Arabian firm steps in after La Senza collapses

Have your say

LINGERIE chain La Senza has collapsed into administration triggering 1,300 redundancies and the closure of more than 100 outlets.

Administrator KPMG said it had closed 84 stores and 18 concessions, resulting in more than half of the workforce losing their jobs.

However 1,100 jobs were saved when 60 of its stores were bought by an Arabian retail group Alshaya, which owns stakes in a number of UK retailers including Next, Debenhams and Mothercare.

It bought the stores in a controversial “pre-pack” administration deal that allows the assets of companies to be snapped up while its debts are written off.

Almost 100 jobs in Yorkshire have been saved with the sale of stores in Hull, Leeds, Meadowhall, the White Rose Centre and York.

However 36 jobs have been lost with the closure of stores in Castleford, Harrogate and Wakefield.

It was also announced yesterday that sportswear firm JD Sports Fashion has bought all of Blacks Leisure’s 290 stores out of administration for £20m.

It bought the stores, which trade under the Blacks and Millets names, and the bulk of the rest of the business immediately after Blacks Leisure was put into administration.

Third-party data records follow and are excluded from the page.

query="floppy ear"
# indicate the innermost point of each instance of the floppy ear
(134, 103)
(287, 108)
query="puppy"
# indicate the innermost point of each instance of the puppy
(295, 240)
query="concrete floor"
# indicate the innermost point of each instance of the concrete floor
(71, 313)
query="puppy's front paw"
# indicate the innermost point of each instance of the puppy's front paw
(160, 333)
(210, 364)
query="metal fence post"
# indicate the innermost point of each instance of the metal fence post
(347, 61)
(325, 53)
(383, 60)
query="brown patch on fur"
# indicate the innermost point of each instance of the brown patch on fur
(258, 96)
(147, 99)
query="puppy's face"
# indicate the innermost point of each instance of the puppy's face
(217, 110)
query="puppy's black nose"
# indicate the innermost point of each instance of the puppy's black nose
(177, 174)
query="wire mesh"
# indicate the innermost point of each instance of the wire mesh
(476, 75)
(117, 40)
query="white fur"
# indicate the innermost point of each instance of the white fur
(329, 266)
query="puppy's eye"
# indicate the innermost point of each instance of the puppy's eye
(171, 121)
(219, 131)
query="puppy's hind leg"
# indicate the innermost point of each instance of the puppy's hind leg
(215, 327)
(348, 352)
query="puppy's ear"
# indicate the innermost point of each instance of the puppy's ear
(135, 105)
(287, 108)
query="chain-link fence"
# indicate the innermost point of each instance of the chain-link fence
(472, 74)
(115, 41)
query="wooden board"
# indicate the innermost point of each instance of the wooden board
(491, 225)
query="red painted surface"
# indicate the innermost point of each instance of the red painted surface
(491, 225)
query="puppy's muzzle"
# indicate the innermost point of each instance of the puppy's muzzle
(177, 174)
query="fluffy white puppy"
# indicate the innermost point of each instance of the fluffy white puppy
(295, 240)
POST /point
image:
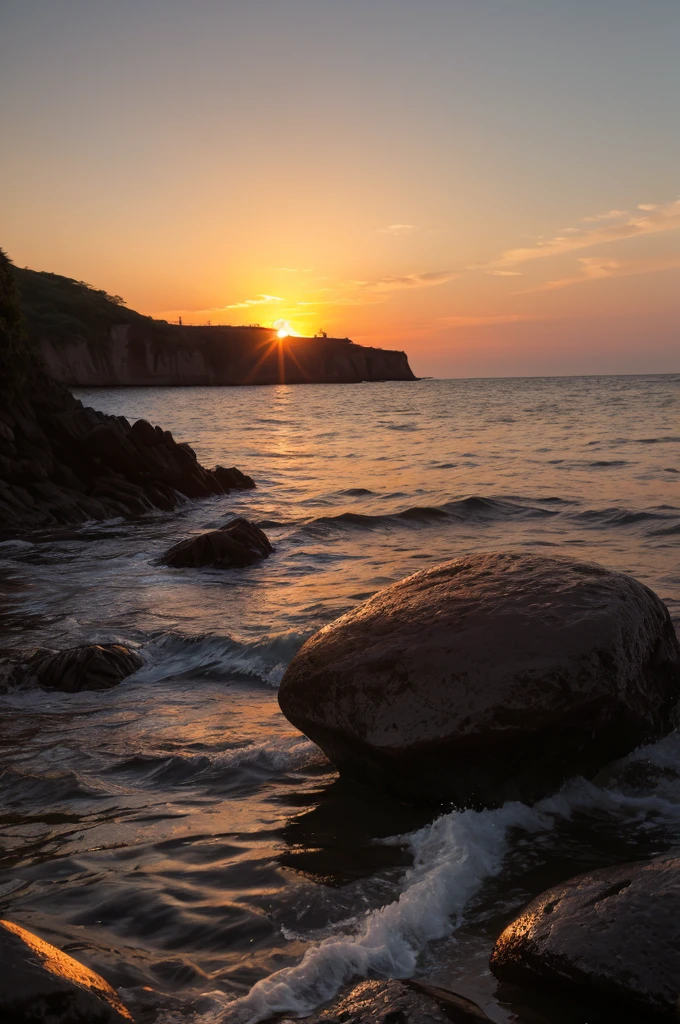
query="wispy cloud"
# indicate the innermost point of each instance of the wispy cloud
(428, 280)
(609, 215)
(483, 320)
(397, 229)
(260, 300)
(596, 268)
(602, 228)
(294, 269)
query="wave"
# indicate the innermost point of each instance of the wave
(474, 508)
(273, 757)
(453, 858)
(176, 656)
(624, 517)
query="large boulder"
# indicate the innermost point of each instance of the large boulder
(94, 667)
(611, 933)
(39, 983)
(490, 678)
(238, 544)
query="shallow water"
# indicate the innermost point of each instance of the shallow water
(175, 832)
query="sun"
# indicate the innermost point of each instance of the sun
(284, 329)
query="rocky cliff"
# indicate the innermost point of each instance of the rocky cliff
(145, 354)
(62, 463)
(88, 338)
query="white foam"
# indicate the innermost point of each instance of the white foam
(452, 859)
(453, 856)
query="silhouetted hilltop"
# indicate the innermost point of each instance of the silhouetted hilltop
(62, 463)
(86, 337)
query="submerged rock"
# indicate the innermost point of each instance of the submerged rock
(95, 667)
(232, 478)
(489, 678)
(240, 543)
(40, 983)
(398, 1003)
(611, 933)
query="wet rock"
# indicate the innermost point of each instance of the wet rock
(39, 983)
(489, 678)
(144, 433)
(398, 1003)
(240, 543)
(80, 464)
(611, 933)
(95, 667)
(232, 478)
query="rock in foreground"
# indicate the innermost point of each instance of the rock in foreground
(238, 544)
(40, 983)
(612, 933)
(95, 667)
(398, 1003)
(489, 678)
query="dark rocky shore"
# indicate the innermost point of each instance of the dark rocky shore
(62, 463)
(486, 679)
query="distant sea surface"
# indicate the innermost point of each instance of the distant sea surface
(176, 833)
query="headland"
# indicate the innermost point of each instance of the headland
(87, 338)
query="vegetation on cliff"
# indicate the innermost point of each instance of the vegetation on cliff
(14, 353)
(61, 307)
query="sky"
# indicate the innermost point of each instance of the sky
(492, 185)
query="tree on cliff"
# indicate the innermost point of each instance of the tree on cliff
(15, 360)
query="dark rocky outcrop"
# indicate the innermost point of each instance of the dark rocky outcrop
(238, 544)
(612, 933)
(62, 463)
(88, 338)
(489, 678)
(39, 983)
(95, 667)
(398, 1003)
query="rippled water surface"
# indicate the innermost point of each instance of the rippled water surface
(175, 832)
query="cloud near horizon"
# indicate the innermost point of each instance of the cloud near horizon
(397, 229)
(651, 219)
(597, 268)
(260, 300)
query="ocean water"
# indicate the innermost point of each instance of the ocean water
(176, 833)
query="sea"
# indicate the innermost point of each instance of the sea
(176, 833)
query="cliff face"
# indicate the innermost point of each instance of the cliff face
(61, 463)
(89, 338)
(150, 354)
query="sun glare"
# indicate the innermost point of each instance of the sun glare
(284, 328)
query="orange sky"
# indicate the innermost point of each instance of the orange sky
(497, 194)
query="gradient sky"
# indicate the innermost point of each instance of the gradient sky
(491, 184)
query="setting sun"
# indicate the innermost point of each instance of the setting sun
(284, 329)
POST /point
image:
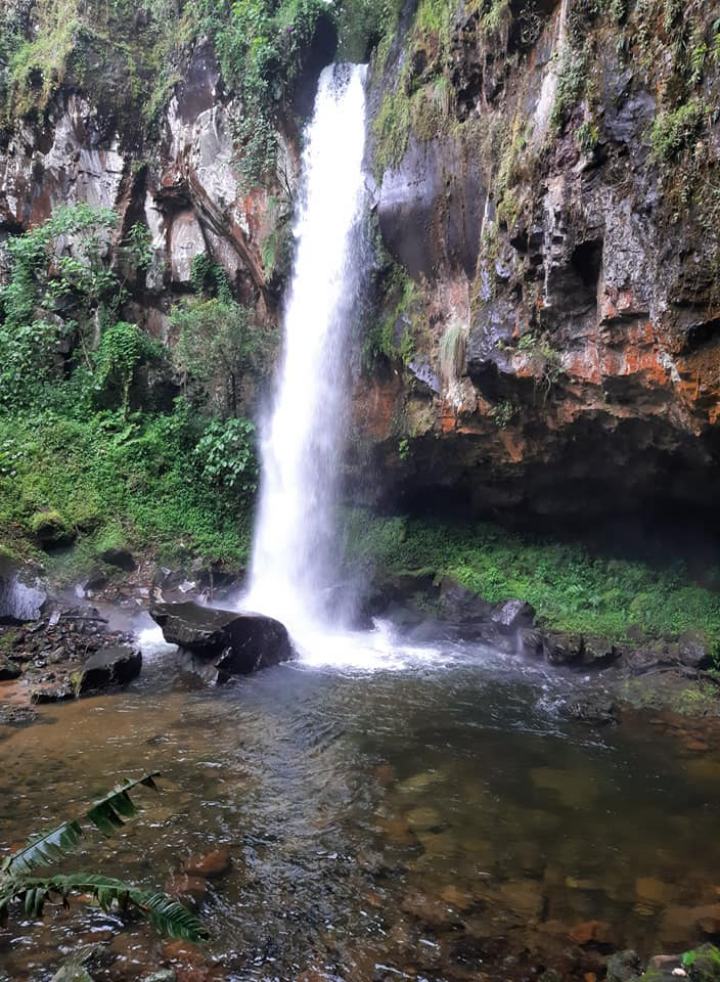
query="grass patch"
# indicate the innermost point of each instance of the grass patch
(570, 588)
(133, 482)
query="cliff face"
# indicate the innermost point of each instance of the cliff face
(545, 337)
(549, 180)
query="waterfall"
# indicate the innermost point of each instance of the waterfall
(294, 563)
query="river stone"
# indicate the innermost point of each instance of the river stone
(237, 643)
(513, 615)
(116, 665)
(8, 669)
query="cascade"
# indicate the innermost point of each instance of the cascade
(295, 552)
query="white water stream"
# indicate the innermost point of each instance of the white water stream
(295, 564)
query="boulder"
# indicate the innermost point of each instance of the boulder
(461, 605)
(8, 669)
(513, 615)
(235, 643)
(120, 558)
(623, 966)
(115, 665)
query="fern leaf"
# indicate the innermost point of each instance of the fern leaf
(44, 849)
(107, 814)
(167, 915)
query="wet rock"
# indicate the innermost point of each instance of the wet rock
(51, 530)
(17, 715)
(22, 595)
(623, 966)
(120, 558)
(429, 911)
(9, 669)
(530, 642)
(72, 973)
(562, 649)
(703, 963)
(423, 818)
(237, 643)
(591, 932)
(185, 885)
(692, 652)
(116, 665)
(210, 864)
(664, 968)
(461, 605)
(680, 923)
(596, 708)
(52, 689)
(514, 615)
(653, 891)
(523, 896)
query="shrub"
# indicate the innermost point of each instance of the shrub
(226, 456)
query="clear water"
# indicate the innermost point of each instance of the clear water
(294, 563)
(436, 821)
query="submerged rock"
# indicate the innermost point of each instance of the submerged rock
(116, 665)
(235, 643)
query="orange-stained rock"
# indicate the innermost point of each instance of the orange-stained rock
(209, 864)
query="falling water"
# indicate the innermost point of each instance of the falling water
(294, 564)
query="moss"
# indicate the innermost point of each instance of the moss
(392, 336)
(571, 588)
(392, 129)
(673, 130)
(118, 483)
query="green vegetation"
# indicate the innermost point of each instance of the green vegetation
(18, 885)
(673, 130)
(94, 447)
(570, 588)
(393, 337)
(121, 50)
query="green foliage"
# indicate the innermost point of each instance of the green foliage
(453, 344)
(58, 280)
(503, 413)
(117, 480)
(218, 348)
(138, 246)
(545, 359)
(209, 278)
(587, 136)
(107, 815)
(392, 129)
(570, 588)
(362, 24)
(571, 84)
(101, 46)
(261, 44)
(122, 351)
(226, 457)
(673, 130)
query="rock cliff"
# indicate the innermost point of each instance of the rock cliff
(544, 336)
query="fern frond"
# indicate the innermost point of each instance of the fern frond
(42, 850)
(107, 814)
(167, 915)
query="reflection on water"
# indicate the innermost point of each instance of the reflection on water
(438, 822)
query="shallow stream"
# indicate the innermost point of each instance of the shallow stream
(440, 820)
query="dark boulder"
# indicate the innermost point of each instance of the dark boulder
(461, 605)
(120, 558)
(235, 643)
(8, 669)
(115, 665)
(513, 615)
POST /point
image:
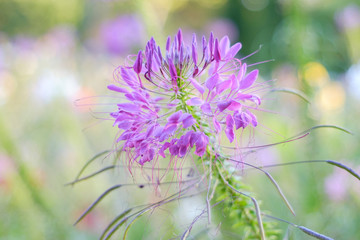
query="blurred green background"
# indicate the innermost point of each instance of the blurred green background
(54, 52)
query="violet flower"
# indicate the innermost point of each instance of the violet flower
(176, 100)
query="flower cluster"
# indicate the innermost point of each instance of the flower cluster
(181, 99)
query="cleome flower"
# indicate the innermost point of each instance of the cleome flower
(177, 101)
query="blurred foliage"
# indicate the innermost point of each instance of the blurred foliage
(54, 52)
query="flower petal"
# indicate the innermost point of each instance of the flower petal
(212, 81)
(197, 85)
(194, 101)
(249, 79)
(229, 131)
(117, 89)
(206, 108)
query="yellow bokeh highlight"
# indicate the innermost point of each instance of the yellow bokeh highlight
(315, 74)
(331, 97)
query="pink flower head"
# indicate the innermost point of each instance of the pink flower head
(177, 99)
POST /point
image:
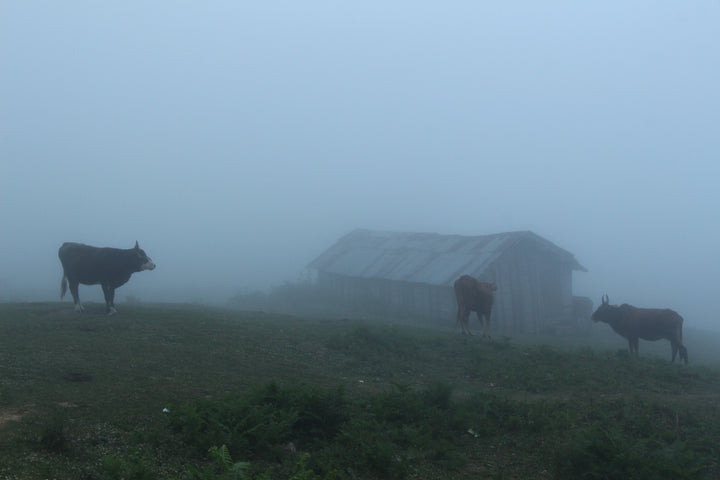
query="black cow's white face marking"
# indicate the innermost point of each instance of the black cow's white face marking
(147, 263)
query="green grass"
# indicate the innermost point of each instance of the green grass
(265, 396)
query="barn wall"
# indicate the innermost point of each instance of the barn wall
(534, 293)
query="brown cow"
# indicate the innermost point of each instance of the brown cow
(473, 295)
(647, 323)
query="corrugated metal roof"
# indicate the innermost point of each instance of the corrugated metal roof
(423, 257)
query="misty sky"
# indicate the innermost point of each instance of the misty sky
(238, 140)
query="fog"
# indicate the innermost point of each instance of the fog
(238, 140)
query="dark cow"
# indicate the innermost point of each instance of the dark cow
(474, 296)
(110, 267)
(647, 323)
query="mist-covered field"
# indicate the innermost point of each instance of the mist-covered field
(177, 391)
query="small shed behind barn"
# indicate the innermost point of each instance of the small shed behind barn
(415, 272)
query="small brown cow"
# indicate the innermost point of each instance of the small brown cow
(647, 323)
(473, 295)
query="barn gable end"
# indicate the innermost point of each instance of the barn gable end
(415, 272)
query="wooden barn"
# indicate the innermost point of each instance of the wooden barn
(415, 272)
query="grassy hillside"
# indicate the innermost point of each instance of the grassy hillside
(253, 395)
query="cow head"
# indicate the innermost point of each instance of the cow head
(144, 262)
(603, 311)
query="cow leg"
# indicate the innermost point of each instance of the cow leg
(109, 293)
(634, 346)
(683, 352)
(73, 284)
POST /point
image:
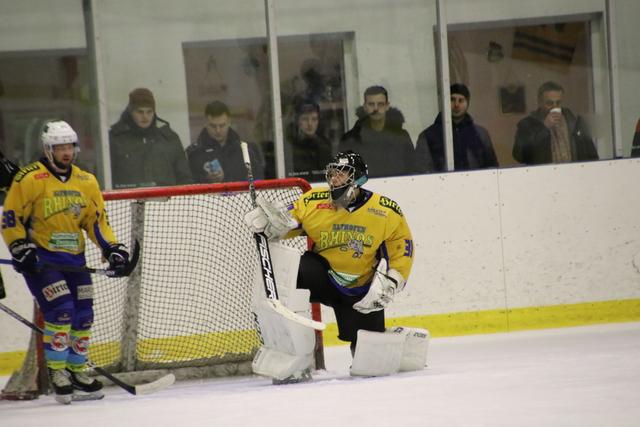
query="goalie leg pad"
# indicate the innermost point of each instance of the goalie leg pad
(384, 353)
(414, 353)
(377, 354)
(288, 346)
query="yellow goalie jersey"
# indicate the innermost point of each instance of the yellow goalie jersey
(52, 213)
(354, 240)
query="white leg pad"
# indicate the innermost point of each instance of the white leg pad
(384, 353)
(272, 363)
(285, 263)
(377, 354)
(414, 353)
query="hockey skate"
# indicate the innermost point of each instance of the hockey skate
(61, 385)
(84, 386)
(298, 377)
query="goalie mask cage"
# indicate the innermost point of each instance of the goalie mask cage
(186, 307)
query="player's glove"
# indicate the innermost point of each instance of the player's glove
(384, 286)
(117, 257)
(23, 256)
(271, 219)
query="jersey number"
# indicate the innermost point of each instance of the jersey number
(8, 219)
(408, 248)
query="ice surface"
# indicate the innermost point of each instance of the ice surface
(587, 376)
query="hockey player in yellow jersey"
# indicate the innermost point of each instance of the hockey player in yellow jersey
(361, 258)
(49, 205)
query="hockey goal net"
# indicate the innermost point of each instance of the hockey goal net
(186, 307)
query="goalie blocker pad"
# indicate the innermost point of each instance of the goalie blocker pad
(397, 349)
(288, 347)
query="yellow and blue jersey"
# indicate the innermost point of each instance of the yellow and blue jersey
(51, 213)
(354, 239)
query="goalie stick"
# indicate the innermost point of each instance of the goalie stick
(265, 260)
(109, 272)
(152, 387)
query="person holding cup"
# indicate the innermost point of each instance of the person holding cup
(552, 133)
(216, 156)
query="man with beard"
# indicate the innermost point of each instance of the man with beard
(472, 147)
(553, 133)
(216, 155)
(379, 137)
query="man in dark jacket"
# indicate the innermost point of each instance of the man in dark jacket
(378, 136)
(145, 151)
(552, 134)
(472, 147)
(216, 155)
(308, 149)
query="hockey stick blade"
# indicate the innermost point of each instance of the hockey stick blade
(157, 385)
(277, 306)
(109, 272)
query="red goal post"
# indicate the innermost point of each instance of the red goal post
(186, 307)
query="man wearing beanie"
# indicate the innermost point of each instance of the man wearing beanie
(472, 147)
(145, 151)
(379, 136)
(552, 133)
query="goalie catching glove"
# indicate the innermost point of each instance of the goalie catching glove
(386, 283)
(118, 259)
(23, 256)
(271, 219)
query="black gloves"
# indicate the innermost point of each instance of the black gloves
(23, 256)
(117, 257)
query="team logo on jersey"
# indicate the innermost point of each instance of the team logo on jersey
(25, 171)
(67, 241)
(55, 290)
(388, 203)
(80, 345)
(321, 195)
(85, 292)
(59, 341)
(377, 212)
(348, 237)
(70, 201)
(42, 175)
(325, 206)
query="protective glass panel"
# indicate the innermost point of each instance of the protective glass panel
(330, 53)
(44, 75)
(182, 57)
(625, 33)
(535, 85)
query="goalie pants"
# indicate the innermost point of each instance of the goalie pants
(66, 302)
(313, 275)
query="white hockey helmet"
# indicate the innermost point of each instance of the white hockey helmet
(58, 132)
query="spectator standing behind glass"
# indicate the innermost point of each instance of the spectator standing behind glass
(635, 147)
(552, 134)
(472, 147)
(145, 151)
(216, 156)
(310, 150)
(379, 137)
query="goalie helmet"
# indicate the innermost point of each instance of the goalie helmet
(58, 132)
(346, 172)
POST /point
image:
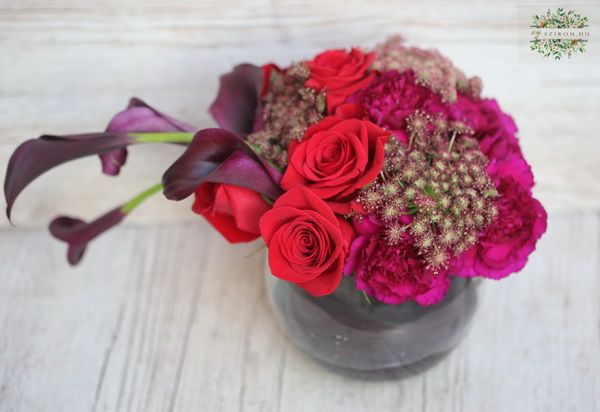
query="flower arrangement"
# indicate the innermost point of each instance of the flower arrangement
(385, 165)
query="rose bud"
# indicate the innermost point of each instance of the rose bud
(234, 211)
(340, 73)
(307, 243)
(335, 159)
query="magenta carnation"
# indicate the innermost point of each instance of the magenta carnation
(495, 130)
(397, 274)
(510, 239)
(514, 166)
(393, 96)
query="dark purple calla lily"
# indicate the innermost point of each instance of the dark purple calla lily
(237, 102)
(78, 233)
(138, 117)
(34, 157)
(216, 155)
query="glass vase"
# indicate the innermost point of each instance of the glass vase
(368, 339)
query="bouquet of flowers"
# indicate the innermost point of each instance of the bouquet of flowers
(385, 165)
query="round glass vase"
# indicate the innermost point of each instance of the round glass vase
(368, 339)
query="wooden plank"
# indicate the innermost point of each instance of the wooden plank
(67, 66)
(174, 318)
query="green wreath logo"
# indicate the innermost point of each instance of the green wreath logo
(553, 42)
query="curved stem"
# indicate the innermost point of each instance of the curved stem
(135, 201)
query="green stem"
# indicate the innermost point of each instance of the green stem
(135, 202)
(169, 137)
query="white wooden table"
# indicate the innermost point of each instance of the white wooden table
(174, 318)
(163, 314)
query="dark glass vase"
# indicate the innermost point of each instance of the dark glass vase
(373, 340)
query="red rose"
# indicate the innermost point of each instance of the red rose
(234, 211)
(335, 158)
(340, 73)
(307, 243)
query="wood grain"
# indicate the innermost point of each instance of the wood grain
(173, 318)
(68, 65)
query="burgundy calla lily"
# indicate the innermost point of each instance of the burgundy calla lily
(34, 157)
(219, 156)
(138, 117)
(237, 102)
(78, 233)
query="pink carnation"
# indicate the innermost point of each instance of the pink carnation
(514, 166)
(393, 96)
(510, 239)
(397, 274)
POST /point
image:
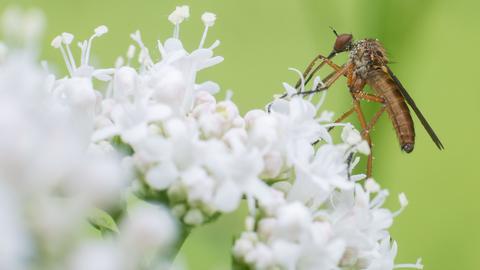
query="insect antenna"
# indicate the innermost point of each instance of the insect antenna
(334, 31)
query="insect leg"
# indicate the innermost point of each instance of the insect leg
(366, 136)
(341, 118)
(307, 72)
(368, 97)
(374, 119)
(325, 86)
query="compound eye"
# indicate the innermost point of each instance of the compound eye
(342, 43)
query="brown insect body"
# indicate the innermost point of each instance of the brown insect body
(368, 65)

JD Sports, whose largest shareholder is Berghaus owner Pentland Capital, has beaten Dragons’ Den star Peter Jones, rival Sports Direct, which is owned by Newcastle United owner Mike Ashley, and outdoor retailer Trespass to land the stores.

Blacks appointed KPMG as administrator earlier as it admitted it has failed to find an outright buyer after putting itself up for sale following dire trading.

The chain employed some 3,500 staff who it is understood will keep their jobs at least for the time being but redundancies are thought to be inevitable.

Its new owner said it will evaluate the performance of each store before it decides how many to close. The likely fate of Blacks’ Northampton-based head office and warehouse was unclear last night.

JD executive chairman Peter Cowgill said he hopes to restore Blacks to its profitable, market-leading position as it improves its offer, closes loss-making stores and makes cost savings.